Each of the three outcomes after RP depends upon patient-specific factors. Biochemical recurrence is influenced by pretreatment serum PSA level, clinical stage, and prostate biopsy features. The recovery of continence and potency after RP are known to be influenced by age, pre-treatment level of function, and surgical technique. Therefore, in developing models to predict these outcomes, all of these parameters must be considered and weighted according to their influence on the trifecta outcome. While surgical technique certainly plays a critical role in all outcomes after RP, the actual surgical technique to be used (such as the extent of NVB preservation) is not completely known before surgery. Thus, no model can perfectly predict an individual patient’s outcome. Considering these limitations, the nomogram we have developed provides a reasonable estimate of the patient’s likelihood of achieving a trifecta outcome.

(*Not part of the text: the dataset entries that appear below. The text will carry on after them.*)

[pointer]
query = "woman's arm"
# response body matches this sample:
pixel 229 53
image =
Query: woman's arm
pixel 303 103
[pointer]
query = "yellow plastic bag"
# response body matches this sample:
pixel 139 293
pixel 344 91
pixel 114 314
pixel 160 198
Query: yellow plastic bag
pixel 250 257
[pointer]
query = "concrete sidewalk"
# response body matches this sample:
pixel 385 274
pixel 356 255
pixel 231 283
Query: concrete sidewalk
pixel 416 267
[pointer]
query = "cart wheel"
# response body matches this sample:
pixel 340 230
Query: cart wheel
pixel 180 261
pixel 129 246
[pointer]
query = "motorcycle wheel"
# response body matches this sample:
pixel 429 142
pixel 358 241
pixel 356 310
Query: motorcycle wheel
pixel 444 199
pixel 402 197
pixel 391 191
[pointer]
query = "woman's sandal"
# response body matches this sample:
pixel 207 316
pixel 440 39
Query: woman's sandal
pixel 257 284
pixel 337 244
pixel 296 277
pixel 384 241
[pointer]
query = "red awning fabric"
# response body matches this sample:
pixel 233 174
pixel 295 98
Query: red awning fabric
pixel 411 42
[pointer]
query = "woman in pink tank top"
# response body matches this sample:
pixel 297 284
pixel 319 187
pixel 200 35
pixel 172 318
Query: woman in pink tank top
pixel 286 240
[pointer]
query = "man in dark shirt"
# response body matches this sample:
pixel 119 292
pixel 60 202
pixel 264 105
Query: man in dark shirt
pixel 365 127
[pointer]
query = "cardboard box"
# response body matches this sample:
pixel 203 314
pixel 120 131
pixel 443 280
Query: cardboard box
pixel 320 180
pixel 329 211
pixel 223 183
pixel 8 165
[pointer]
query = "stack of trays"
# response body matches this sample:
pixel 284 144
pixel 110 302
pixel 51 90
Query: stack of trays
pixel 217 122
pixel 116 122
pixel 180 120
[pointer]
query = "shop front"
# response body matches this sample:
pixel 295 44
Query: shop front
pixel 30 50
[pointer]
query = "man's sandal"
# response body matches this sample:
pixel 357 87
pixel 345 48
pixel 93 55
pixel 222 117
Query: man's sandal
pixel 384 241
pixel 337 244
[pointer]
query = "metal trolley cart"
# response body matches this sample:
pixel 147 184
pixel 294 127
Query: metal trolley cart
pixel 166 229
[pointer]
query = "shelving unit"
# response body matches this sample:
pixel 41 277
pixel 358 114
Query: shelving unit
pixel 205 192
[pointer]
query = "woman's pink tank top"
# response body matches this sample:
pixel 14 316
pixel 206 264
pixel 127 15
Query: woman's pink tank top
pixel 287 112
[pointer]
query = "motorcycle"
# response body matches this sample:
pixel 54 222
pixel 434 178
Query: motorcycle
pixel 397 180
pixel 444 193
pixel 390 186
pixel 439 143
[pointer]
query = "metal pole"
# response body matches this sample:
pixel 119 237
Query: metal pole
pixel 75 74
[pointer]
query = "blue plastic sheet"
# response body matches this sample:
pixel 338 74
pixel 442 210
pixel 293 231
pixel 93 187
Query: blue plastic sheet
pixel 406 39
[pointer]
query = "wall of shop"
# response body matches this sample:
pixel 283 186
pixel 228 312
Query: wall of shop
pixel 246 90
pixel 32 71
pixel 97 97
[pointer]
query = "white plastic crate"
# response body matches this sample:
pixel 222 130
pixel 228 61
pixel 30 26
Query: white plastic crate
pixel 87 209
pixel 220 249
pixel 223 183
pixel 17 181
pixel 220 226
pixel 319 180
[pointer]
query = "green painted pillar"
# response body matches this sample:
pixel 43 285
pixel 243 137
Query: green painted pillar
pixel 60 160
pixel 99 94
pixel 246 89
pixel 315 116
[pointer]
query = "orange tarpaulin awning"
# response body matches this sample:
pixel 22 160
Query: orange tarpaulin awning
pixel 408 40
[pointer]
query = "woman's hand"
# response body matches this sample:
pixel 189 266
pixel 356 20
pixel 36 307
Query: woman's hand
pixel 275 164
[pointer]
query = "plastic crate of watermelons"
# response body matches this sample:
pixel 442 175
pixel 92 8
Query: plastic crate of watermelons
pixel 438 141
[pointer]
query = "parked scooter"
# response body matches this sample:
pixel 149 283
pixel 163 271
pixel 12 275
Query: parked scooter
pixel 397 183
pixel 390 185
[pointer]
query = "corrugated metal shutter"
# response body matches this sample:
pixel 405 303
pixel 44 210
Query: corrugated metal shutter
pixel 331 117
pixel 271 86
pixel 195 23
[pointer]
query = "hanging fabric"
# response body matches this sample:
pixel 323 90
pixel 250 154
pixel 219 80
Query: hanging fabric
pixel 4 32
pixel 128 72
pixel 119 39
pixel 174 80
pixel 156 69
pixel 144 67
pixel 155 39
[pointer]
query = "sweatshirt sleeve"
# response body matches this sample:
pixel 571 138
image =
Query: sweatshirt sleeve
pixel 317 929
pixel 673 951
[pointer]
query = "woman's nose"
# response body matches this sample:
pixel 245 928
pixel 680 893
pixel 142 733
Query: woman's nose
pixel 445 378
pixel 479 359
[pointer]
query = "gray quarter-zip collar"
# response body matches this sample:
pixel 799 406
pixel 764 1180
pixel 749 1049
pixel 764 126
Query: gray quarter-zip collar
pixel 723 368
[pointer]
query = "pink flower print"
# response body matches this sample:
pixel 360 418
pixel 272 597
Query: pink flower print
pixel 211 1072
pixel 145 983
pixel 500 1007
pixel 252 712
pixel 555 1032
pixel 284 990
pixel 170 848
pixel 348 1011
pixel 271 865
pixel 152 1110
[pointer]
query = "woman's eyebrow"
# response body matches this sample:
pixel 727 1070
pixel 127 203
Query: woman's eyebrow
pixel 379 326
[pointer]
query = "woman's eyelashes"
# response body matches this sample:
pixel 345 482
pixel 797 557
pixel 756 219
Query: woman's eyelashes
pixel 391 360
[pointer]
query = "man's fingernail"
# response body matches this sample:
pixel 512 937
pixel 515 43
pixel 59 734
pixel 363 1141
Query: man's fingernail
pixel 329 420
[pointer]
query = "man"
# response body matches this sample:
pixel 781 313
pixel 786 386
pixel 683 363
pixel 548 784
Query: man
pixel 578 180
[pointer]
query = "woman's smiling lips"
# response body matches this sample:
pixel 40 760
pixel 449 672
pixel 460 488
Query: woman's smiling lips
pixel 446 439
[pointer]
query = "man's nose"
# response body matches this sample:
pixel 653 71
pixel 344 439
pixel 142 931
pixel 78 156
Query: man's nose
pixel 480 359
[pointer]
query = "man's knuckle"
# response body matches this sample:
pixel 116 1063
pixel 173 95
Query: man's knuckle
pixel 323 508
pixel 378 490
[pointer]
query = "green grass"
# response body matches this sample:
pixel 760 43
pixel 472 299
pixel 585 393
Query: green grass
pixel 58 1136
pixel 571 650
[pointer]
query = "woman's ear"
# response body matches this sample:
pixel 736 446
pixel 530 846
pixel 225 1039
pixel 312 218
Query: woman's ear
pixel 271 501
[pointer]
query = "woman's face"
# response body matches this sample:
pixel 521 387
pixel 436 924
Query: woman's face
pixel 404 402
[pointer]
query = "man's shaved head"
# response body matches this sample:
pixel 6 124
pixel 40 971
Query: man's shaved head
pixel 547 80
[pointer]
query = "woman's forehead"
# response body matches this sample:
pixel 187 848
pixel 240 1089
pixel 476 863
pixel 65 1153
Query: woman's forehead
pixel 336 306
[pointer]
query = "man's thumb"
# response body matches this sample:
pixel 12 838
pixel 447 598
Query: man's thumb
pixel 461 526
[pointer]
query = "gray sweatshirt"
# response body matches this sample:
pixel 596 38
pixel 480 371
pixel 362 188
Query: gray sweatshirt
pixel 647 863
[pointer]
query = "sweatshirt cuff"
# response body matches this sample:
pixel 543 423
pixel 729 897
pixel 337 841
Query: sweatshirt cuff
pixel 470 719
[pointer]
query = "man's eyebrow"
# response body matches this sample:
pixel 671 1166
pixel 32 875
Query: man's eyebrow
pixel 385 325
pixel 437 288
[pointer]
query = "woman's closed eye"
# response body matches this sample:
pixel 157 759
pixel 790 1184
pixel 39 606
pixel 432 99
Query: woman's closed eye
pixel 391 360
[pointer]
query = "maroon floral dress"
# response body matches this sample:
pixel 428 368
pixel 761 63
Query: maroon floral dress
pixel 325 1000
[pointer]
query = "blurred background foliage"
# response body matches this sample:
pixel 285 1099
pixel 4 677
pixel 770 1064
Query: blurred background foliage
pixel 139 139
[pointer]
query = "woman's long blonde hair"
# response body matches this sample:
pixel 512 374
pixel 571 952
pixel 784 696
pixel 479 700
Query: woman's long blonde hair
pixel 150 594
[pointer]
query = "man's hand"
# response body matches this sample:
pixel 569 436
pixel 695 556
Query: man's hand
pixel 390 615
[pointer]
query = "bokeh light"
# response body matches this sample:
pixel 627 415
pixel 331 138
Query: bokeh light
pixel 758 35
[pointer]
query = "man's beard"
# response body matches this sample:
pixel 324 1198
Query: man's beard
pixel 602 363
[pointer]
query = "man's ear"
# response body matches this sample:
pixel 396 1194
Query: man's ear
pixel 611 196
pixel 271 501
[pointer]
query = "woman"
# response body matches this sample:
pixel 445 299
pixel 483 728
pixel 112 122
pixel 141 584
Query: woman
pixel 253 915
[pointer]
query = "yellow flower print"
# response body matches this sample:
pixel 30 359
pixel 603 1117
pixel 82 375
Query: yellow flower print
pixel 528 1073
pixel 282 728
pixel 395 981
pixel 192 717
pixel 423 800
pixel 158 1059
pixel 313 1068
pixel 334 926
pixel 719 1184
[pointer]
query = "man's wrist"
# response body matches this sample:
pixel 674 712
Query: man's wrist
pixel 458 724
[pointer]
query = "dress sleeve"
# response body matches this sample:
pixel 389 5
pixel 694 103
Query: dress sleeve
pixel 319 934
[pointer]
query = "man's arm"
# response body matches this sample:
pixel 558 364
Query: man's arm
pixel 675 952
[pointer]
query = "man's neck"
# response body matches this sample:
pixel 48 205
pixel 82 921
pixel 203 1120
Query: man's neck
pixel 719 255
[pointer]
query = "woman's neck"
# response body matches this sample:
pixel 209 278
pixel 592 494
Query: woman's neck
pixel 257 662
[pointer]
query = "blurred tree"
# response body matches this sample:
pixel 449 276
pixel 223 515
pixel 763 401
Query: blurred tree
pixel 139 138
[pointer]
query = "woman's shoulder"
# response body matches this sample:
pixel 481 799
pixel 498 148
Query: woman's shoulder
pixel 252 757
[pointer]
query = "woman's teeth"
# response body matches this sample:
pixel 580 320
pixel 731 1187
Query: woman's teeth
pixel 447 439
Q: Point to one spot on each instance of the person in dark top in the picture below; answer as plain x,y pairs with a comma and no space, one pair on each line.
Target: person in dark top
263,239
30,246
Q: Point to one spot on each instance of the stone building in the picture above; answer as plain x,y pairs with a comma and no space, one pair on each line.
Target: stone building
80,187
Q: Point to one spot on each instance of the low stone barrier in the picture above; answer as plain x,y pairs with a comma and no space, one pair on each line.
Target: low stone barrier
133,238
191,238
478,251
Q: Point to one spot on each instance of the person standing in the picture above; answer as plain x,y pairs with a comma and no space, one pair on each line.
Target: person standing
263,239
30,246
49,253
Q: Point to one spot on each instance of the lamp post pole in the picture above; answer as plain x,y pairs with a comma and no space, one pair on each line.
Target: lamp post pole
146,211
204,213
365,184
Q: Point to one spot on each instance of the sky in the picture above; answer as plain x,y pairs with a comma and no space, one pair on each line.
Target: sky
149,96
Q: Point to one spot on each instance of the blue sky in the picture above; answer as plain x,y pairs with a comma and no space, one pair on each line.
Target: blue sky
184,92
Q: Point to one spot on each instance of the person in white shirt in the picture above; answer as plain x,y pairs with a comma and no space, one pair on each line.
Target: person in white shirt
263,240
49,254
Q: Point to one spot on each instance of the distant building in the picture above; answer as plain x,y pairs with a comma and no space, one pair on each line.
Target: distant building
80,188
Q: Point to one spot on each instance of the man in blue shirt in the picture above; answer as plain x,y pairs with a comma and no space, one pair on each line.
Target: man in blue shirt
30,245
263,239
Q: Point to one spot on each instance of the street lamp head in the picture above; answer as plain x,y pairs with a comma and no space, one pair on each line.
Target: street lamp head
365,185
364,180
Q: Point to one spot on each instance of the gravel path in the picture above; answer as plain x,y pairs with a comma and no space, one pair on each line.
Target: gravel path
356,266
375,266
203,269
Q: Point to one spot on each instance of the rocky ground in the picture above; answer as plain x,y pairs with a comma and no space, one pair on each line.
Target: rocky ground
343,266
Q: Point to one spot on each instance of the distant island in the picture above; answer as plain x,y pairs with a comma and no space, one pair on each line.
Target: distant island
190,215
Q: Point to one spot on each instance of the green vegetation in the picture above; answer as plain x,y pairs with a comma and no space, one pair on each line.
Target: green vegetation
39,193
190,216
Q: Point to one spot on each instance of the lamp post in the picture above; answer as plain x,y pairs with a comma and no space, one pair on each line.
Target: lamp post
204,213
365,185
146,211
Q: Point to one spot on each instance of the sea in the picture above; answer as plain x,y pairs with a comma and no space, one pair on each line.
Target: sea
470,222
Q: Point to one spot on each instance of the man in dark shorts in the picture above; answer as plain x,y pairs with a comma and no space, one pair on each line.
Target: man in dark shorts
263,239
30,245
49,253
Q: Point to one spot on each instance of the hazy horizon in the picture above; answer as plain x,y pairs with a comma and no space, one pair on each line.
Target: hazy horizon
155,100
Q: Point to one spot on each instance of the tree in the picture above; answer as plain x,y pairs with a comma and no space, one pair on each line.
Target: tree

Our study has several limitations. Our outcomes are based on only two surgeons, both of whom have performed more than 1,000 RP’s. Previous publications have demonstrated that surgical experience and surgical technique affect biochemical recurrence, continence, and potency after RP.57 Therefore, these results and the nomogram developed based on these results may not be applicable to other surgeons and await validation using other datasets. In addition, all of the procedures were performed using an open technique and thus these outcomes may not be applicable to patients treated with perineal, laparoscopic, or robotic-assisted laparoscopic RP. Our median follow-up is only 24 months so it is possible that our results may change as the series matures. We also note that our two quality-of-life outcomes are primarily determined by physician assessment rather than patient questionnaire. Nevertheless, we have previously demonstrated a high degree of correlation between physician-reported and patient-reported assessment of continence when the definition is pad-free.8 It is therefore unlikely that continence has been over- or under-reported in our patients. The same is true for potency. We have demonstrated a good correlation between the definition of potency used in this study and the patient-derived International Index of Erectile Function (IIEF), with our potency assessment (our rigidity scale defining pre- and post-operative erectile function as level 1 or 2) corresponding to a median IIEF score of ≥ 24 out of a maximum of 30.9 In addition, we have not included individual patient co-morbidities in our nomogram although factors such as a history of diabetes, hypertension and/or cigarette smoking may influence erectile function. Finally, although the three outcomes assessed in this study may not have equal importance to the individual patient, cancer recurrence, incontinence, and erectile dysfunction are all undesirable. Until a detailed assessment of patient preferences is available, our nomogram provides a reasonable tool to predict the likelihood of the optimal outcome.

CONCLUSIONS

While no surgeon universally achieves the trifecta outcome of freedom from BCR and complete recovery of continence and potency, our data suggest that a trifecta can be achieved in the majority of men undergoing RP. The nomogram we have developed allows men to assess their likelihood of achieving an optimal outcome after RP based on their unique pretreatment parameters.

Acknowledgments

Supported in part by funds from National Cancer Institute grant CA 92629-05 SPORE in prostate cancer

Definition of Abbreviations

RP

Radical prostatectomy

BCR

Biochemical recurrence

NVB

Neurovascular bundle

PSA

Prostate specific antigen

IIEF

International Index of Erectile Function

Footnotes

This manuscript has not been submitted for publication or presented in all or in part at any meeting.